Casos de sucesso

Vivo registra lucro de R$ 1,9 bilhão no ano passado

Valor foi 116% a mais que o conseguido em 2009.

A Vivo apresentou lucro líquido recorde, 116% maior do que o registrado nos 12 meses de 2009: R$ 1,9 bilhão contra cerca de R$ 880 milhões, com aumento de 57,5% na receita de dados e serviços de valor agregado (SVA) no ano, além da expansão de 10% na receita líquida de serviços na comparação anual.

A média de uso em minutos (MOU) dos usuários aumentou 26,1% (116 contra 92 minutos) e a receita média por usuário (ARPU) teve crescimento pelo terceiro trimestre consecutivo. Somente em 2010, o número de clientes com planos de dados cresceu 87,3%.

A operadora tem 40,1% de market share do acesso à internet via placas com adições líquidas de 72% no ano. Sua cobertura 3G atingiu 1.206 cidades em dezembro de 2010, e contribuiu para o crescimento de 16,5% da base de clientes (60,3 milhões) e para a expansão de 29,1% no segmento pós-pago. A Vivo contabiliza 29,7% de participação no mercado brasileiro de telecomunicações móveis, sendo 35,2% de market share no pós-pago.

A companhia reduziu 54,4% seu endividamento líquido, para R$ 1,7 bilhão, sendo 82% da dívida com perfil de longo prazo. A geração de caixa da companhia foi 63,7% maior em , na comparação com 2009. Os dividendos propostos aos acionistas serão de R$ 5,73 por ação, tanto para papéis ordinários quanto preferenciais, totalizando R$ 2,3 bilhões, ou seja, 127% do lucro líquido do ano, excluída a reserva legal.

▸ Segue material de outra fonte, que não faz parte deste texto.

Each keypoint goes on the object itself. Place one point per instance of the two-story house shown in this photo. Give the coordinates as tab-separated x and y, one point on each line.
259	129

Em 2011, os investimentos previstos pela Vivo serão de R$ 3,48 bilhões, sendo que o pagamento pelas licenças adquiridas no leilão realizado pela Anatel das sobras de frequências, em dezembro de 2010, já está incluído nesse montante.

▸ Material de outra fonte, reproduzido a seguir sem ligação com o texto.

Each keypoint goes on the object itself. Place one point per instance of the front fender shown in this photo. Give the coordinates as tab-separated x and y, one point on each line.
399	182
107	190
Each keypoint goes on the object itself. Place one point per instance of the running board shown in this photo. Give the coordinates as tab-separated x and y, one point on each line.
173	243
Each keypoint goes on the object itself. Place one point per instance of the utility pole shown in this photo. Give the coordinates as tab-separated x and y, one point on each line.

No 4º trimestre de 2010 foi conquistado lucro líquido de R$ 864,2 milhões. O crescimento anual da receita de dados e valor agregado (SVA) foi de 48% n na comparação dos últimos trimestres de 2010 e de 2009, com expansão anual de 57,5%. O aumento da receita de internet móvel (4T x 3T) foi de 65,4%. No ano, o incremento foi de 94,5%.

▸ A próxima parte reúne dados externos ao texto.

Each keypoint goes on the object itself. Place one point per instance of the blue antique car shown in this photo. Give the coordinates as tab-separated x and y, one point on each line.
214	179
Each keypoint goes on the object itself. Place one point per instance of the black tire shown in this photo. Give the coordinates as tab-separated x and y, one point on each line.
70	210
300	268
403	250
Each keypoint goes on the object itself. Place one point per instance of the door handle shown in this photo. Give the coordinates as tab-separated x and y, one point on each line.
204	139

O market share do segmento pós-pago atingiu 35,24%, ganhando 3% sobre 2009.  O Ebitda (lucro antes de juros, impostos, amortizações e depreciações) foi de R$ 5,8 bilhões (32,2% de margem), aumento de 11,6% em 2010. No 4º trimestre, a expansão do Ebtida (34,5% de margem) foi de 20,9%, quando comparado com o mesmo trimestre de 2009. A receita líquida anual da operadora cresceu 8,8%, de R$ 16,6 bilhões para R$ 18,1 bilhões.

Investimento da Vivo deve atingir R$ 3,4 bilhões em 2011

Os investimentos da Vivo no Brasil neste ano serão maiores do que em 2010. O orçamento aprovado pelo Conselho pode atingir a marca de R$ 3,48 bilhões. Na comparação com o montante investido em 2010, a empresa terá, aproximadamente, 40% mais recursos. A maior parte estará na ampliação da rede da Vivo e em TI.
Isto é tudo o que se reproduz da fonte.